Obdachloser klaut Auto, um darin zu hausen
Der Dieb wurde am Amtsgericht Bad Waldsee zu sechs Monaten Gefängnis verurteilt
BAD WALDSEE - Sechs Monate Freiheitsstrafe: Dieses Urteil hat Richter Feurle am Amtsgericht Bad Waldsee einem Obdachlosen ausgesprochen, der im Juni ein Auto von einem Acker in der Region gestohlen hat und vier Wochen darin hauste. Die Polizei konnte den Mann im Allgäu festnehmen, nachdem das Auto mehrmals an einer Kapelle gesichtet wurde. Den Beamten ist der Mann als Opferstock-Dieb bekannt.

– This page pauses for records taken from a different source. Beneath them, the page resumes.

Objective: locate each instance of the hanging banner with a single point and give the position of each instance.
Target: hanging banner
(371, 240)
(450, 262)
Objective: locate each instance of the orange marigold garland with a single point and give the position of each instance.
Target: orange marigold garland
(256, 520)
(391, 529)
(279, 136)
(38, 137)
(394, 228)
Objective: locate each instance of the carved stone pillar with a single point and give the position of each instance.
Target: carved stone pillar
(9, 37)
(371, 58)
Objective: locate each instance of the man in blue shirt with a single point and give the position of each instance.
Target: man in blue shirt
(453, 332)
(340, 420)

„Ich gebe es zu. Ich habe das Auto weggenommen“, erklärte der Angeklagte gleich zu Beginn der Verhandlung und bezeichnete seinen Diebstahl selbst als „Spitzbubenstreich“. Der 53-Jährige war auf der Suche nach einem Dach über dem Kopf. Er hatte keine Wohnung und keine Arbeitsstätte. Bereits seit einem Jahr lebte er auf der Straße beziehungsweise im Wald. Als er das unverschlossene Auto an diesem Junitag auf dem Acker sah und der Schlüssel griffbereit in der Mittelkonsole lag, fasste der Beschuldigte einen schnellen Entschluss. Er setzte sich in das Fahrzeug und fuhr davon. Die nächsten vier Wochen nutzte er das Auto als fahrbare Bleibe und schlief darin.

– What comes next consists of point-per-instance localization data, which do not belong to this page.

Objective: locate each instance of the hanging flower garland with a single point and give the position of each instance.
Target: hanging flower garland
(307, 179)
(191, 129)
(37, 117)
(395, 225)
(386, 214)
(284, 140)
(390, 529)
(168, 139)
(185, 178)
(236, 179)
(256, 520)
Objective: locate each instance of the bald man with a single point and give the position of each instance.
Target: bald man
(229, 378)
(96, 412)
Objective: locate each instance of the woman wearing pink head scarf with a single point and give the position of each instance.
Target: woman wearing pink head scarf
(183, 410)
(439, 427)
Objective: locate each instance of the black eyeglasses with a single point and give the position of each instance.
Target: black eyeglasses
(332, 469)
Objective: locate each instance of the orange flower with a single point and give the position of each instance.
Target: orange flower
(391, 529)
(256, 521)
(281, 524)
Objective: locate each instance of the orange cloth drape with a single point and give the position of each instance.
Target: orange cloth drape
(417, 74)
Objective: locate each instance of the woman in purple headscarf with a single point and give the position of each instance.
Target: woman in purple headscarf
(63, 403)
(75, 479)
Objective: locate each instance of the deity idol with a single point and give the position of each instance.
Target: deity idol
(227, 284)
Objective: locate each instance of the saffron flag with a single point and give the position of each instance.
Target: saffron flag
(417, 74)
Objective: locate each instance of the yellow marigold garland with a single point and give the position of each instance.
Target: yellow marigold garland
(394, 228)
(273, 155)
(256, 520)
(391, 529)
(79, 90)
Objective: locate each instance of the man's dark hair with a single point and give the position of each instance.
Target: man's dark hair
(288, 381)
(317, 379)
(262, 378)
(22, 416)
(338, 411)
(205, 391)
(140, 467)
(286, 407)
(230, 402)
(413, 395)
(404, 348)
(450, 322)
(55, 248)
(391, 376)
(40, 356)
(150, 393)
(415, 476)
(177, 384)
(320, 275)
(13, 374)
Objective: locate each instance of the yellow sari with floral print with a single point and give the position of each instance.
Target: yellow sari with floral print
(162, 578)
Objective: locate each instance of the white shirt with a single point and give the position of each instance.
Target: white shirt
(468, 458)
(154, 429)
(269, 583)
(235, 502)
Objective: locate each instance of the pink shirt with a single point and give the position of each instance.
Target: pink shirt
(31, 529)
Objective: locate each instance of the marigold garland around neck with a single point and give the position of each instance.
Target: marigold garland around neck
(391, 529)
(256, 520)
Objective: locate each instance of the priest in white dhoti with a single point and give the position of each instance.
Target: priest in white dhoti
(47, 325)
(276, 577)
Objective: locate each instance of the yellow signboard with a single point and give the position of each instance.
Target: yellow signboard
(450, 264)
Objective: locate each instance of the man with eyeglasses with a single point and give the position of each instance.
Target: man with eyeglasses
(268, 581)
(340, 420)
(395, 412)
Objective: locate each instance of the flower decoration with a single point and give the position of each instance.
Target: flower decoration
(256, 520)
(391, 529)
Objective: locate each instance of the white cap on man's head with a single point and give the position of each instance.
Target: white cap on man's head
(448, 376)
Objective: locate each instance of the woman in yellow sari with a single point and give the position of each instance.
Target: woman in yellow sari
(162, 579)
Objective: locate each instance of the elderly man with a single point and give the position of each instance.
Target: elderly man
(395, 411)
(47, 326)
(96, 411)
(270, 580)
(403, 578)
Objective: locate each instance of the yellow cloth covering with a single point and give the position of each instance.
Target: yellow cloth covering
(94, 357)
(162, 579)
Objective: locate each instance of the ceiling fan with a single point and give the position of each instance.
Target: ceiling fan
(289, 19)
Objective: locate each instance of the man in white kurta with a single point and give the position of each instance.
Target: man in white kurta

Fahrzeug stand an einer Kapelle
Der betroffene Ackerbesitzer machte als Zeuge während dem Prozess deutlich, dass es sich um ein Arbeitsfahrzeug handelte. Die Mitarbeiter würden die Autos untereinander häufig wechseln, sodass der Schlüssel im Fahrzeug bleibe. „Wir sind aus allen Wolken gefallen, als das Auto nirgends auffindbar war“, erinnerte sich der Autobesitzer. Ein Hinweis eines Freundes der bestohlenen Familie brachte die Polizei dann auf die Spur des Obdachlosen. Zweimal innerhalb kurzer Zeit stand das Fahrzeug mit RV-Kennzeichen an einer Kapelle im Allgäu. Und so konnten die Polizisten den Mann festnehmen. Zwischenzeitlich wurde dem Bestohlenen der Wagen zurückgebracht. Der Zustand sei schlecht. Vermüllt und undicht sei das Auto bei ihm angekommen.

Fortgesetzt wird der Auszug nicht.